Everything from sporting goods to brokerage houses are leaving for somewhere safer to conduct business. Other prefectures are more than happy to court them, seeing jobs and tax revenue.
Another business suffering from the losses in Fukushima is the Shoei private high school. So few students are left in Minamisoma that the school has decided to close. They left the option to reopen the school if people decide to return in a few years.
With both residential property taxes and businesses destroyed, shut down or leaving the region around the nuclear disaster local government is seeing revenues drop. Local governments are attempting to make up some of the losses by asking for handouts from the national government or like the towns near Fukushima Daini, imposing large taxes on TEPCO.
Google has started a page to collect and share photos of the disaster region. They took before and after Google street view images of certain areas and are providing a way for people who were able to save photos and video of the area to share them online.
A school in Saitama is making children garble with Saitama green tea. The school claims some of the natural substances in the tea help prevent flu viruses. The tea from the area is also known to be full of cesium. Extremely high levels of stronium have also been found in Saitama, 348 bq/kg of stronium.
Among all the chaos, lawyers are helping disaster victims negotiate for compensation. Lawyers have been consulting with some of the victims and have decided to form a collective bargaining group after seeing that the proposed compensation was nowhere near sufficient to meet the real costs people have incurred due to the nuclear disaster.
Safer prefectures have seen an influx in people moving to the area. Some areas of Japan had been seeing population declines due to people moving and over all population decline in the country.
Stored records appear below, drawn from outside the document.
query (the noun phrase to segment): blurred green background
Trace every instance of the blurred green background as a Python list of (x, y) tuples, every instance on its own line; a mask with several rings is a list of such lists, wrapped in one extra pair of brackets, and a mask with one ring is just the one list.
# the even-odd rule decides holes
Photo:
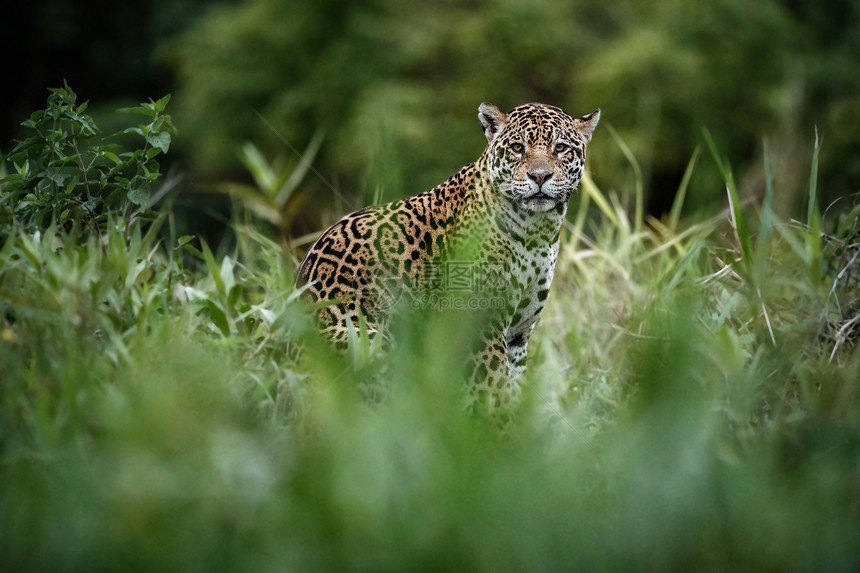
[[(108, 109), (173, 93), (172, 156), (198, 190), (247, 177), (238, 158), (246, 141), (289, 161), (291, 146), (321, 132), (320, 176), (306, 181), (297, 233), (373, 198), (432, 187), (473, 161), (485, 144), (475, 117), (484, 100), (602, 108), (595, 180), (622, 196), (633, 187), (611, 124), (658, 217), (702, 127), (742, 174), (743, 196), (763, 191), (768, 139), (781, 215), (802, 203), (797, 182), (816, 128), (825, 206), (860, 184), (854, 0), (37, 0), (10, 11), (2, 41), (16, 80), (0, 102), (3, 141), (64, 78)], [(710, 161), (692, 188), (689, 210), (725, 196)]]

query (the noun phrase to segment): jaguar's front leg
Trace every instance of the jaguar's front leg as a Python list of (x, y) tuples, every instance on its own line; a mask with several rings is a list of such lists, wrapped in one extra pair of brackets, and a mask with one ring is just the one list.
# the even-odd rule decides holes
[(528, 357), (529, 336), (534, 330), (534, 322), (530, 325), (509, 332), (505, 337), (508, 358), (508, 376), (519, 383), (526, 370)]
[(506, 426), (513, 419), (520, 394), (517, 380), (509, 373), (508, 345), (498, 325), (488, 327), (471, 357), (468, 410)]

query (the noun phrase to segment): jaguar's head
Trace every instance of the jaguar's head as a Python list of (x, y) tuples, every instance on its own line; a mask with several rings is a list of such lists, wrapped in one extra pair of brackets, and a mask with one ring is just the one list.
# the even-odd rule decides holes
[(478, 118), (487, 136), (493, 186), (531, 212), (566, 205), (585, 170), (585, 147), (600, 110), (573, 118), (557, 107), (529, 103), (507, 114), (482, 103)]

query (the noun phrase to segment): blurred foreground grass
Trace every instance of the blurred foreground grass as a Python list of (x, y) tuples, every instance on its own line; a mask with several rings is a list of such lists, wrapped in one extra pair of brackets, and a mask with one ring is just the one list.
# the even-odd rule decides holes
[(584, 181), (509, 439), (442, 319), (320, 345), (245, 216), (6, 237), (0, 569), (856, 571), (857, 210), (772, 192), (644, 229)]

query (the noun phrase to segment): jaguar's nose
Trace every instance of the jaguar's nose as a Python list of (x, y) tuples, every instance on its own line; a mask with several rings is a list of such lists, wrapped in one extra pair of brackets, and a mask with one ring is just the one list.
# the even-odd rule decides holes
[(529, 171), (528, 176), (529, 179), (537, 183), (538, 189), (540, 189), (543, 187), (544, 182), (552, 177), (552, 170), (546, 169), (545, 167), (539, 167)]

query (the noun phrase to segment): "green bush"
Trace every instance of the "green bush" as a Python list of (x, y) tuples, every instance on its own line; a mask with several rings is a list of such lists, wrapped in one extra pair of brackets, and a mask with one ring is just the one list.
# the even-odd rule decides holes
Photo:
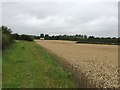
[(20, 40), (33, 41), (33, 38), (30, 35), (23, 34), (23, 35), (20, 36)]
[(5, 47), (7, 47), (9, 44), (9, 40), (8, 40), (8, 36), (3, 34), (2, 35), (2, 48), (4, 49)]
[(12, 31), (6, 26), (0, 27), (0, 31), (2, 32), (2, 49), (5, 49), (13, 42)]

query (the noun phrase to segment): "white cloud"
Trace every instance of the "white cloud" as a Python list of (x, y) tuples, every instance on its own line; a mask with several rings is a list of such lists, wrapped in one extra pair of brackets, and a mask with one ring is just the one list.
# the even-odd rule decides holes
[(3, 3), (3, 24), (14, 32), (117, 36), (116, 2)]
[[(113, 22), (113, 23), (112, 23)], [(99, 17), (93, 21), (90, 21), (88, 23), (89, 26), (96, 26), (96, 27), (103, 27), (103, 26), (106, 26), (106, 25), (109, 25), (109, 26), (113, 26), (113, 25), (117, 25), (118, 23), (118, 18), (117, 17), (106, 17), (106, 16), (103, 16), (103, 17)]]
[(119, 0), (3, 0), (4, 2), (118, 2)]

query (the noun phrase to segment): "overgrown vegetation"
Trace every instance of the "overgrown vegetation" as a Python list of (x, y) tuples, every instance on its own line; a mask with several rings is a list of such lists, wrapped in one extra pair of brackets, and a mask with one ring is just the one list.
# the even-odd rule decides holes
[(0, 30), (2, 32), (2, 49), (5, 49), (13, 42), (12, 31), (7, 26), (0, 27)]
[(34, 42), (17, 41), (3, 52), (3, 88), (75, 88), (56, 59)]
[(33, 36), (30, 35), (19, 35), (19, 34), (12, 34), (12, 31), (7, 26), (0, 27), (0, 32), (2, 32), (2, 49), (4, 50), (7, 46), (14, 42), (14, 40), (27, 40), (33, 41)]
[(19, 35), (19, 34), (15, 33), (15, 34), (12, 34), (12, 37), (15, 40), (27, 40), (27, 41), (33, 41), (34, 40), (33, 36), (25, 35), (25, 34)]

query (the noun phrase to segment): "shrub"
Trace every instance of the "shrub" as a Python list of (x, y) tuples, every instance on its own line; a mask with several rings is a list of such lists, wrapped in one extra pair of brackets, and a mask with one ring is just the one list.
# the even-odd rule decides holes
[(0, 27), (0, 30), (2, 32), (2, 49), (5, 49), (13, 42), (12, 31), (6, 26)]
[(33, 41), (33, 38), (30, 35), (23, 34), (23, 35), (20, 36), (20, 40)]

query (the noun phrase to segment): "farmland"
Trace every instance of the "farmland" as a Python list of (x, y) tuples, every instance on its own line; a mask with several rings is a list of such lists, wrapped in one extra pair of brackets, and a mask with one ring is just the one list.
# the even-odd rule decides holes
[(3, 88), (75, 88), (73, 75), (35, 42), (16, 41), (3, 51)]
[(36, 40), (61, 58), (82, 87), (118, 87), (118, 46), (76, 44), (73, 41)]

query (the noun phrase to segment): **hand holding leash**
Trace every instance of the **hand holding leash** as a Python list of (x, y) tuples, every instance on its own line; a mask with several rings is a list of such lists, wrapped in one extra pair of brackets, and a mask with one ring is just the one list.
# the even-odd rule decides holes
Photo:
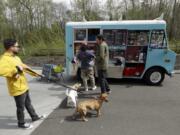
[(16, 69), (18, 71), (18, 74), (22, 73), (23, 72), (23, 67), (22, 66), (16, 66)]

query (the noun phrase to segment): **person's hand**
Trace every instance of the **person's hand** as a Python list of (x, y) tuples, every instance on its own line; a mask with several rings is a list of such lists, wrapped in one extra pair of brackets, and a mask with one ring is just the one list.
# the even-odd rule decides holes
[(16, 68), (18, 70), (18, 73), (22, 73), (23, 72), (24, 68), (22, 66), (18, 65), (18, 66), (16, 66)]
[(16, 79), (18, 79), (19, 77), (20, 77), (20, 75), (19, 75), (19, 74), (16, 74), (16, 75), (15, 75), (15, 78), (16, 78)]

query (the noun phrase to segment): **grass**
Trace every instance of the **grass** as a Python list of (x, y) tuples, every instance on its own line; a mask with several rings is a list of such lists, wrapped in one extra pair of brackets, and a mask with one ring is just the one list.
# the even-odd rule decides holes
[[(43, 51), (42, 51), (43, 50)], [(3, 45), (0, 44), (0, 53), (4, 51)], [(31, 56), (52, 56), (52, 55), (64, 55), (65, 45), (64, 41), (60, 39), (53, 40), (45, 43), (40, 40), (37, 43), (29, 42), (22, 46), (22, 50), (19, 56), (24, 60)]]
[(177, 54), (180, 54), (180, 41), (177, 40), (169, 41), (169, 47)]

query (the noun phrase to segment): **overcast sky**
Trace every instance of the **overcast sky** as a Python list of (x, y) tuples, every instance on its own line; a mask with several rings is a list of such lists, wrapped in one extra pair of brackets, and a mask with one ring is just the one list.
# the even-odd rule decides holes
[(67, 1), (67, 0), (53, 0), (53, 2), (65, 2), (65, 1)]
[(64, 2), (68, 5), (70, 5), (70, 0), (53, 0), (53, 2), (56, 2), (56, 3)]
[[(64, 2), (67, 5), (70, 5), (70, 1), (73, 1), (73, 0), (53, 0), (53, 2), (56, 2), (56, 3)], [(101, 0), (101, 4), (104, 4), (105, 2), (106, 0)]]

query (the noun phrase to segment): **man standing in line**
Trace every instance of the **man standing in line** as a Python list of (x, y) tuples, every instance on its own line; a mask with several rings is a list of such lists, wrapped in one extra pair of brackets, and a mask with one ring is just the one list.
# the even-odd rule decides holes
[(98, 79), (101, 87), (101, 93), (110, 94), (111, 90), (106, 79), (109, 61), (108, 45), (105, 42), (103, 35), (97, 35), (96, 42), (96, 68), (98, 71)]
[[(0, 56), (0, 76), (6, 77), (9, 94), (15, 99), (18, 127), (30, 129), (33, 126), (25, 123), (24, 108), (27, 109), (33, 122), (43, 119), (44, 116), (38, 116), (31, 104), (28, 82), (24, 73), (28, 73), (26, 69), (29, 69), (29, 67), (23, 64), (21, 59), (16, 56), (20, 50), (20, 46), (15, 39), (4, 40), (4, 48), (5, 53)], [(32, 73), (31, 75), (38, 76)]]

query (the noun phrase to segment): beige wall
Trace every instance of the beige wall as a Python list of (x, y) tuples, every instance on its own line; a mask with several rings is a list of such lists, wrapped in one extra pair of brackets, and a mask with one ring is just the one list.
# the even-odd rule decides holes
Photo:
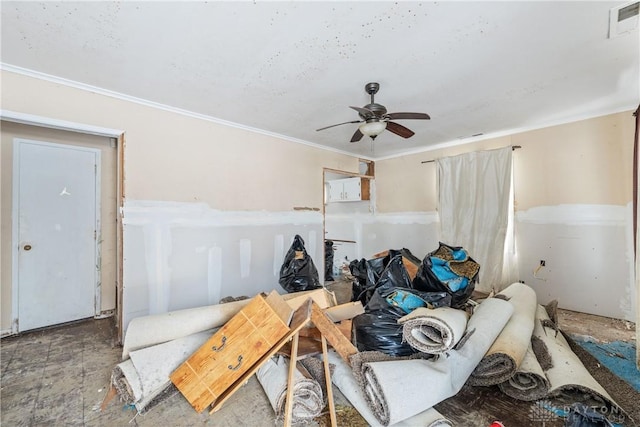
[(520, 145), (514, 152), (516, 210), (631, 202), (631, 111), (376, 162), (380, 212), (434, 211), (436, 167), (421, 161)]
[(6, 71), (2, 108), (125, 131), (127, 199), (321, 208), (322, 167), (358, 171), (355, 157)]
[[(261, 234), (264, 233), (260, 228), (262, 225), (251, 225), (248, 223), (249, 220), (245, 222), (248, 221), (248, 226), (252, 228), (241, 228), (233, 236), (226, 236), (223, 229), (217, 225), (211, 227), (211, 224), (207, 224), (206, 231), (194, 233), (186, 243), (181, 240), (180, 244), (193, 250), (195, 254), (196, 251), (202, 250), (204, 244), (194, 242), (200, 242), (199, 239), (203, 235), (208, 236), (207, 247), (222, 253), (224, 272), (215, 280), (212, 279), (211, 271), (206, 268), (205, 257), (204, 267), (198, 265), (202, 271), (198, 270), (197, 275), (191, 274), (186, 279), (187, 272), (194, 271), (187, 267), (190, 267), (188, 263), (195, 259), (195, 255), (190, 254), (186, 257), (190, 259), (181, 259), (179, 254), (174, 258), (168, 258), (172, 253), (172, 246), (177, 245), (173, 240), (182, 239), (182, 235), (172, 231), (174, 228), (171, 224), (184, 220), (181, 209), (190, 212), (191, 208), (185, 204), (201, 203), (208, 206), (211, 212), (207, 211), (204, 215), (209, 217), (215, 216), (214, 211), (253, 211), (250, 214), (251, 221), (255, 220), (260, 224), (263, 220), (259, 214), (261, 211), (277, 214), (292, 212), (294, 207), (322, 208), (324, 167), (358, 171), (356, 157), (16, 73), (2, 71), (1, 78), (1, 100), (2, 108), (5, 110), (125, 132), (125, 199), (127, 203), (134, 202), (129, 206), (140, 206), (139, 202), (144, 204), (144, 201), (153, 202), (150, 208), (144, 207), (144, 213), (138, 213), (134, 219), (136, 223), (147, 224), (140, 226), (144, 232), (136, 228), (137, 226), (125, 227), (123, 237), (127, 252), (123, 264), (124, 286), (136, 292), (140, 290), (144, 294), (144, 297), (139, 298), (141, 301), (153, 297), (153, 292), (160, 288), (164, 292), (172, 287), (171, 289), (179, 294), (189, 295), (193, 290), (190, 288), (192, 284), (206, 287), (207, 283), (223, 283), (226, 286), (223, 291), (230, 294), (255, 293), (277, 288), (277, 277), (270, 277), (264, 281), (257, 279), (265, 271), (274, 269), (271, 265), (266, 265), (268, 263), (261, 258), (263, 254), (255, 252), (249, 258), (243, 258), (246, 254), (238, 254), (239, 240), (244, 240), (245, 246), (242, 247), (246, 248), (247, 239), (254, 235), (258, 236), (256, 241), (249, 243), (253, 244), (253, 248), (271, 248), (270, 251), (275, 253), (268, 255), (270, 260), (277, 261), (282, 254), (279, 253), (280, 246), (274, 245), (273, 242), (268, 243), (269, 239), (281, 242), (281, 246), (286, 250), (289, 239), (297, 232), (317, 236), (318, 238), (313, 239), (316, 247), (309, 249), (315, 250), (318, 256), (321, 256), (321, 218), (312, 219), (312, 226), (297, 226), (300, 221), (299, 215), (294, 215), (293, 221), (289, 216), (282, 215), (283, 224), (268, 226), (268, 236)], [(2, 161), (6, 163), (7, 159), (10, 161), (11, 156), (7, 158), (5, 153), (2, 153)], [(3, 188), (6, 187), (7, 182), (4, 178), (1, 183)], [(178, 203), (180, 208), (177, 211), (172, 210), (172, 203)], [(2, 221), (10, 223), (10, 213), (5, 212), (4, 205), (3, 201)], [(127, 209), (125, 224), (126, 215)], [(304, 221), (308, 222), (303, 218)], [(278, 223), (278, 220), (272, 222)], [(168, 237), (153, 240), (157, 233), (150, 231), (153, 229), (150, 227), (164, 227), (162, 230), (166, 230), (166, 234), (163, 236)], [(7, 242), (10, 244), (9, 239), (10, 235), (3, 232), (3, 260), (7, 254), (10, 255), (6, 250)], [(157, 254), (167, 255), (156, 259), (154, 256)], [(233, 258), (227, 261), (226, 257)], [(246, 259), (250, 260), (253, 267), (251, 276), (244, 277), (239, 274), (235, 271), (238, 269), (235, 265), (232, 271), (230, 263), (241, 264), (241, 261)], [(276, 261), (270, 262), (273, 264)], [(256, 263), (259, 265), (254, 265)], [(10, 319), (13, 316), (10, 312), (11, 295), (5, 291), (5, 283), (10, 283), (5, 280), (5, 276), (8, 274), (10, 277), (10, 271), (4, 264), (3, 261), (0, 267), (3, 280), (0, 325), (2, 331), (11, 328)], [(319, 267), (321, 265), (319, 263)], [(243, 272), (246, 271), (246, 267), (244, 265)], [(10, 289), (10, 284), (7, 286)], [(115, 293), (115, 289), (112, 288), (109, 292)], [(138, 307), (140, 313), (144, 313), (145, 310), (144, 304), (142, 305), (143, 307)]]
[[(636, 320), (633, 135), (627, 111), (378, 161), (378, 212), (437, 217), (436, 167), (421, 161), (519, 145), (513, 169), (518, 279), (541, 303), (557, 299), (562, 308)], [(438, 228), (422, 238), (437, 241)], [(404, 239), (417, 229), (409, 228)]]

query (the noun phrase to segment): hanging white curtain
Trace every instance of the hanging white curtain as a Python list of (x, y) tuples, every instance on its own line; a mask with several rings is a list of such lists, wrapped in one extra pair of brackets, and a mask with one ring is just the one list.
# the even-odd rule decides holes
[(480, 264), (476, 289), (483, 292), (514, 279), (511, 159), (509, 146), (436, 161), (441, 241)]

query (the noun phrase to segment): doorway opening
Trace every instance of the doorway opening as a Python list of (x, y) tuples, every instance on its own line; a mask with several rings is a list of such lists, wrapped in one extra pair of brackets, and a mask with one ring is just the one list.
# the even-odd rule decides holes
[(374, 178), (370, 160), (359, 160), (359, 173), (324, 169), (325, 282), (339, 280), (362, 258), (362, 220), (375, 211)]
[(2, 336), (87, 317), (119, 324), (124, 138), (79, 126), (2, 122)]

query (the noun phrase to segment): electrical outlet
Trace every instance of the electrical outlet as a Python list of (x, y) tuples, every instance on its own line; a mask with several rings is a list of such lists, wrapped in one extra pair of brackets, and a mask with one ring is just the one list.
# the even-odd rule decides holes
[(544, 267), (545, 265), (547, 265), (547, 262), (543, 259), (540, 260), (540, 266)]

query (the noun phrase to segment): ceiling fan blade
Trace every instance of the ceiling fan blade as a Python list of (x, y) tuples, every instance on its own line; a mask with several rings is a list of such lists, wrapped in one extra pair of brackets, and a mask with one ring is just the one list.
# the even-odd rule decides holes
[(427, 113), (390, 113), (384, 116), (389, 120), (417, 119), (429, 120), (431, 117)]
[(358, 113), (360, 113), (365, 118), (373, 117), (373, 116), (376, 115), (373, 111), (369, 110), (368, 108), (351, 107), (351, 106), (349, 106), (349, 108), (353, 108), (354, 110), (356, 110)]
[(319, 130), (329, 129), (329, 128), (332, 128), (332, 127), (335, 127), (335, 126), (348, 125), (350, 123), (360, 123), (360, 122), (362, 122), (362, 120), (351, 120), (350, 122), (338, 123), (337, 125), (325, 126), (323, 128), (316, 129), (316, 132), (319, 131)]
[(351, 137), (351, 142), (358, 142), (362, 139), (363, 136), (364, 134), (360, 132), (360, 129), (358, 129), (356, 130), (356, 133), (354, 133), (353, 136)]
[(413, 135), (415, 135), (415, 132), (413, 132), (411, 129), (408, 129), (394, 122), (387, 122), (387, 130), (389, 132), (395, 133), (396, 135), (400, 135), (403, 138), (411, 138)]

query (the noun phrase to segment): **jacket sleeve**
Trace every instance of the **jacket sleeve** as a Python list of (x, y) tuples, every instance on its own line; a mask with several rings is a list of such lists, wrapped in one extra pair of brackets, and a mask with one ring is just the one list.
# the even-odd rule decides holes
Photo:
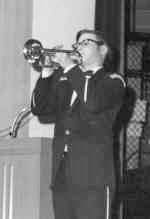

The desire for more residents and tax revenue may be the catalyst to get evacuees more help moving that the national government is failing to provide. One such area is Okinawa prefecture. They have established a page of resources for people wanting to move there as evacuees trying to start their lives over. They listed everything from emergency housing and living expenses to child care, job retraining programs and even kennel assistance so people could bring their pets with as they resettle.
The animal rescuers in the zone over the summer and again recently have mentioned finding animals with major hair loss and unidentified skin diseases. Many have been dogs and cats but they have also seen it in wild animals like tanuki and in livestock. The broad range of animals raises doubt it is caused by one source like mange or fleas. Luckily most animals recover once removed from the evacuation zone and given some minor medical attention. In some better news, there are some happy stories of rescued animals doing well.
Back in the US the issues around Fukushima are getting a somewhat schizophrenic treatment by the media. While many are critical of declarations the disaster is over or in any way safe, others are soft pitching the disaster as if it didn’t even happen. The New York Times recently published an Op-ed pointing out that Indian Point near NYC is another Fukushima in the making. USA Today makes the bizarre statement that nuclear power is indispensable to the US even though it only accounts for 20% of our generation power or less. They then go on to claim to downplay the disaster as simply a learning opportunity.